A significant cytotoxic effect was observed when monolayers of human endocervical (HeLa) cells were exposed to different concentrations of Stx2 or serial dilutions of the filter-sterilized bacterial supernatants or bacteria isolated from endocervical sample S14 (S14-SN) for 72 h. The CD₅₀ was obtained with 10 ng/mL of purified Stx2 and with a 5x10^-3 dilution of S14-SN. In agreement with the results described above, cytotoxicity was also observed with purified Stx2 on monolayers of extravillous trophoblasts (Swan 71 cells). The CD₅₀ after 72 h of incubation with purified Stx2 was obtained at 100 ng/mL and with a dilution of approximately 2x10^-2 of S14-SN ( Figure 3 ). These results indicate that filter-sterilized bacterial supernatants from the STEC-positive endocervical microbiota can impair endocervical and trophoblast cell viabilities mediated by Stx2.

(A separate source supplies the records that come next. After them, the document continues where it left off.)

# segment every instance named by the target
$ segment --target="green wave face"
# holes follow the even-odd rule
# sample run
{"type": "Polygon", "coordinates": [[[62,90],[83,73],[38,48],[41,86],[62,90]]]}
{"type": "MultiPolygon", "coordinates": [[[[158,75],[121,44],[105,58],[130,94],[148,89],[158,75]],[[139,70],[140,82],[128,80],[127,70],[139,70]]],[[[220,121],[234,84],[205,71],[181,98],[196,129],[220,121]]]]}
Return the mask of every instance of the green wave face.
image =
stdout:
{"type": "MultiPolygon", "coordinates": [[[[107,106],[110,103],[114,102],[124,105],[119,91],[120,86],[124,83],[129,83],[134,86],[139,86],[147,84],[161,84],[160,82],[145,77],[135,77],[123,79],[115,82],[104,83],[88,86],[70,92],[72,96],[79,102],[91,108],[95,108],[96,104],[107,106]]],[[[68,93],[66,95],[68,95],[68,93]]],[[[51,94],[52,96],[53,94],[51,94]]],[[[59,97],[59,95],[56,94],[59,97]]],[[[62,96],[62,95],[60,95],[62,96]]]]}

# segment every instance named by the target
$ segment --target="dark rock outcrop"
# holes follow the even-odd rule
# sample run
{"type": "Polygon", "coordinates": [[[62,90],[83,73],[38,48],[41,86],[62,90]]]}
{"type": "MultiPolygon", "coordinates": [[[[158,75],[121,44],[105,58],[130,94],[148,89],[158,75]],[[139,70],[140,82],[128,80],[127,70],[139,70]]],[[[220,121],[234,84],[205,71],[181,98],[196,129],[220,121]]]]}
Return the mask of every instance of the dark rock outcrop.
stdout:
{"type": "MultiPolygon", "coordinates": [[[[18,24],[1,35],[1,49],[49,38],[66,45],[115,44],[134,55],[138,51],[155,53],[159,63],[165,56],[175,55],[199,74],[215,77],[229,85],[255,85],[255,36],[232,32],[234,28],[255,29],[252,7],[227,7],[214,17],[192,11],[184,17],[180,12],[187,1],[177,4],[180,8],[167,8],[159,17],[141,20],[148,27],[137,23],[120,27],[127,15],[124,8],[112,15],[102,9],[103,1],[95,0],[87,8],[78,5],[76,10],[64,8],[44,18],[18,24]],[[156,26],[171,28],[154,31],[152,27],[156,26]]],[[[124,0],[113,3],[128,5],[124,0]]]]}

The bacterial isolate from endocervical sample S14, named STEC 123/21, was subtyped for stx2 by PCR, using specific primers for the stx2a and stx2c genes ( Table 2 ). Figure 4 shows a representative gel of the STEC isolate subjected to PCR assay. Results showed PCR products of the expected sizes, consistent with the presence of the stx2a gene ( Figure 4 ) and the absence of the subAB gene (S14 in Table 3 ).

STEC strain 123/21 belonged to the O113 type, but the H type could not be determined (nondetermined, NT). The analysis of the supernatant from STEC O113:NT demonstrated that it was able to induce a marked decrease in cell viability. The cytotoxicity of the supernatant of this STEC isolate was similar to that obtained from the initial endocervical sample S14 containing other bacteria (SN-S14) ( Figure 5 ).